A Whole-mount skeleton staining of Cont (n = 6) and Padi2 KO (n = 5) newborn littermates by Alizarin red and Alcian blue staining. Samples were cut into calvaria and clavicles. Scale bar: 2 mm. B Representative micro-CT images of the skull of postnatal day 7 (P7) Cont (n = 9) and Padi2 KO (n = 9) mice. Scale bar: 2 mm. C Representative micro-CT images of the skull of P7-old Cont (n = 6) and Padi2 ^Col1 (n = 5) mice. Scale bar: 2 mm. D The landmarks of the mouse clavicle for measuring the length of the clavicle (left). The clavicle length (a-a’) was measured and graphed in each sample in P7 Cont (n = 8) and Padi2 KO mice (n = 9) (right). E IHC for RUNX2 of the distal femur from 4-week-old Cont and Padi2 KO mice. The second and third rows show enlarged areas of metaphysis and cortical bone, respectively. Three independent experiments with three biological replicates for each group. Scale bar: 500 μm, 200 μm. F IHC for RUNX2 of distal femur from 4-week-old WT and Padi2^Col1 mice. The bottom shows cortical bone. Three independent experiments with three biological replicates for each group. Scale bar: 200 μm. G Primary calvarial OBs were cultured in an osteogenic medium for the indicated day, and RUNX2 and PADI2 levels were examined by western blot analysis. α-Tubulin was used as a loading control. RUNX2 level was quantified using ImageJ software and normalized with α-Tubulin. H MC3T3-E1 cells were transfected with scrambled control siRNA (siCont), Padi2 siRNA #2 (siPadi2 #2), or Padi2 siRNA #3 (siPadi2 #3) and then cultivated in osteogenic media for additional 3 days. RUNX2 and PADI2 levels were examined by western blot analysis. α-Tubulin was used as a loading control. RUNX2 level was quantified using ImageJ software and normalized with α-Tubulin. I RUNX2 and PADI2 levels in CRISPR–Cas9-mediated Padi2 KO cell clones (#3–4 and #5–6) and control cells were examined by western blot analysis. α-Tubulin was used as a loading control. RUNX2 level was quantified using ImageJ software and normalized with α-Tubulin.

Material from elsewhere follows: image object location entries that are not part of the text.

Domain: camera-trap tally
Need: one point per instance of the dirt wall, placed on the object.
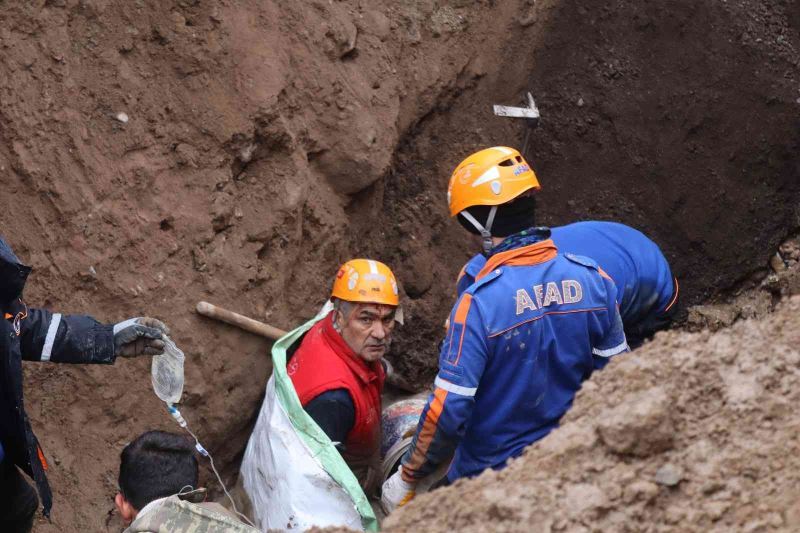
(693, 432)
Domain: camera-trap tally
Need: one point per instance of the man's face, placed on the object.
(366, 328)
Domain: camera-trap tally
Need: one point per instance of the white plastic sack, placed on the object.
(293, 474)
(288, 488)
(166, 373)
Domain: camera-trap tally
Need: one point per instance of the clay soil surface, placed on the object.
(158, 153)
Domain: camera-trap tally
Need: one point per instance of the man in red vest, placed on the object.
(338, 371)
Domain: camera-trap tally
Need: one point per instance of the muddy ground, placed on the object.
(153, 154)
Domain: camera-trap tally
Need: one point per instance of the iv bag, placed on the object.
(166, 373)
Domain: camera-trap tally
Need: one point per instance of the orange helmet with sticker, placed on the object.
(493, 176)
(366, 281)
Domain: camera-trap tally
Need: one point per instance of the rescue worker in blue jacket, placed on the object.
(39, 335)
(646, 289)
(521, 339)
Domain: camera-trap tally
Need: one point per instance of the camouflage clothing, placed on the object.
(173, 515)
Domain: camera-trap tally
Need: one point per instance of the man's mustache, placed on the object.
(378, 344)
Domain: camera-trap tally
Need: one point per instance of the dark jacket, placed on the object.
(36, 335)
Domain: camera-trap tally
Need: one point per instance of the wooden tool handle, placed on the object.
(241, 321)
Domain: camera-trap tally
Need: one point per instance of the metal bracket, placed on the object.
(529, 113)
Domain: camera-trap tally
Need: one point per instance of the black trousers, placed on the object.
(18, 500)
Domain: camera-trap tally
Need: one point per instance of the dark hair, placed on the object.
(155, 465)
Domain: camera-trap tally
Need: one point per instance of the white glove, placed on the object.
(139, 336)
(396, 492)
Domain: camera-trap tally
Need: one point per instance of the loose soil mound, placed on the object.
(694, 432)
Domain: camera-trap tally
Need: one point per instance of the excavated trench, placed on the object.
(678, 119)
(291, 150)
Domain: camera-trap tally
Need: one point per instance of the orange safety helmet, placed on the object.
(492, 176)
(366, 281)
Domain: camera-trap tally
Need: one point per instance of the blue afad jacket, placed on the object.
(640, 271)
(521, 340)
(36, 335)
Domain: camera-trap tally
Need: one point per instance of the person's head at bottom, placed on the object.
(155, 465)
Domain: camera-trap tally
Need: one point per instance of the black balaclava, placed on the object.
(12, 275)
(511, 218)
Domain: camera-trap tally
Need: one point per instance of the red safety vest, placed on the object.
(325, 362)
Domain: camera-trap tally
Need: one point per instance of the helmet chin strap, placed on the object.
(485, 231)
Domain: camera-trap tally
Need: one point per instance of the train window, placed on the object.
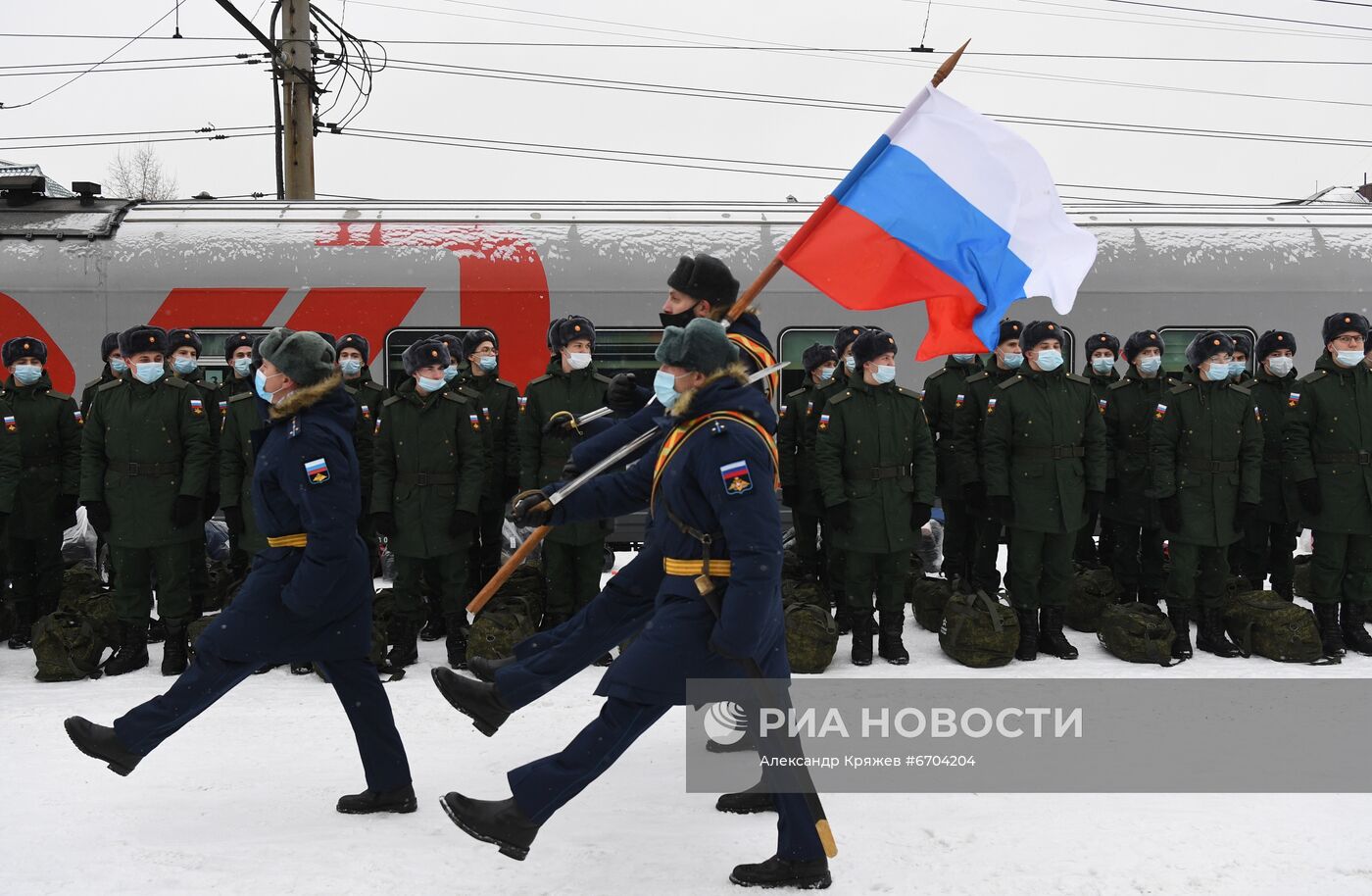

J MC3T3-E1 cells were transfected with empty vector or Flag-PADI2 plasmids and then cultivated in osteogenic media for an additional 3 days. RUNX2 and Flag-PADI2 levels were examined by western blot analysis. GAPDH was used as a loading control. RUNX2 level was quantified using ImageJ software and normalized with GAPDH. Western blot data was collected from at least two or three independent experiments; the representative results are shown here.